What does take mean under the Endangered Species Act and what is incidental take?
‘Take’ as defined under the ESA means “to harass, harm, pursue, hunt, shoot, wound, kill, trap, capture, or collect, or to attempt to engage in any such conduct.”
Incidental take is an unintentional, but not unexpected, taking.
When a species is listed as endangered, take prohibitions are automatically extended to it under ESA Section 9.
When a species is listed as threatened, NOAA Fisheries must issue protective regulations in order to extend any take prohibitions to the species under ESA Section 4(d).
Source: NOAA Fisheries.
Donald Trump’s appointee is about to allow the U.S. Navy to kill over 50 orcas. This comes at a time that orca numbers have been historically low and is being decided by the same person who helped President Trump falsely alter a hurricane forecast with a sharpie to save face.
Target: Dr. Neil Jacobs, Assistant Secretary of Commerce for Environmental Observation and Agency Executive, the National Oceanic and Atmospheric Administration
Goal: Reject Navy proposal to ‘take’ up to 51 whales in Puget Sound.
The United States Navy just applied for permission to potentially kill up to 51 orcas in the Puget Sound. They applied for an exemption to the Marine Mammal Protection Act in the form of something called an ‘incidental take.’ To ‘incidentally take’ an animal essentially means an expected accident in which the animal is injured, hunted, harassed, or killed. This means that the Navy is asking permission to do activities, such as conducting training exercises, that they normally wouldn’t be allowed to do because it would adversely affect the orca population.

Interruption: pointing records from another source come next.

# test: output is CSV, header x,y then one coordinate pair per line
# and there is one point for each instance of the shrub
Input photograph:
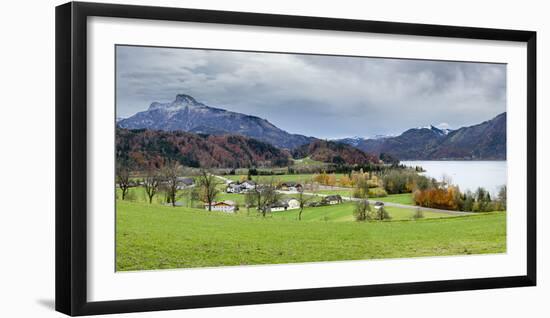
x,y
362,210
418,214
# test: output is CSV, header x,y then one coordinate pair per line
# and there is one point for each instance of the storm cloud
x,y
315,95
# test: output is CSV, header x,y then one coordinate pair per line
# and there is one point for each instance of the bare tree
x,y
382,214
191,195
303,199
249,200
151,183
208,185
266,195
362,210
123,178
170,174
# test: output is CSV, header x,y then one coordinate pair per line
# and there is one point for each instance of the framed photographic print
x,y
209,158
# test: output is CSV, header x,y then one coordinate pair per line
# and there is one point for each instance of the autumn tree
x,y
208,185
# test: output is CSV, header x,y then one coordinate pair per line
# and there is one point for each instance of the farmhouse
x,y
292,203
227,206
279,206
378,205
248,184
184,183
241,187
332,199
291,186
234,188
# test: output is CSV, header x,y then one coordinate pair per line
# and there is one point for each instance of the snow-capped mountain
x,y
486,140
187,114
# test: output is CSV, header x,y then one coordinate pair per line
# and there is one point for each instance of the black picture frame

This year has been a devastating year for orca. The Salish Sea, which is legally considered the orca’s ‘core critical habitat,’ saw historically low numbers of orca returning in the spring. The prey that the orca feeds on is also in significant decline. The Washington Southern Resident Killer Whale Recovery Task Force has recommended that steps be put in place to reduce noise in the Salish Sea where the orca live because adding sound pollution to hunting and breeding grounds affects the animal’s ability to communicate, hunt, and evade danger.
There are only 80 orcas left in the Puget Sound. Killing even one of these animals would have devastating consequences for the remainder of the population. The Navy’s proposed plan could kill more than half of the orca remaining in these northern waters. These animals are a fundamental and treasured part of the ecosystem in the Pacific Northwest. Please sign this petition today, rejecting the Navy’s application to kill these magnificent creatures.
Dear Dr. Jacobs,
The United States Navy has applied for permission to ‘take’ up to 51 orcas in the Pacific Northwest. This is an unacceptable proposal. With only 80 orcas left in the Puget sound, this proposal has the potential to devastate the remainder of the population. Reducing the orca population that significantly could make it almost impossible for this treasured creature to survive.
The Washington Southern Resident Killer Whale Recovery Task Force has advised against any added noise within the orcas’ habitat. Noise pollution in the water adversely affects the whales’ ability to communicate, hunt, and evade danger. Orca populations are already dwindling at a frightening pace. Do not speed up the destruction of these incredible creatures. Please deny the US Navy’s proposal to encroach on these vital waters.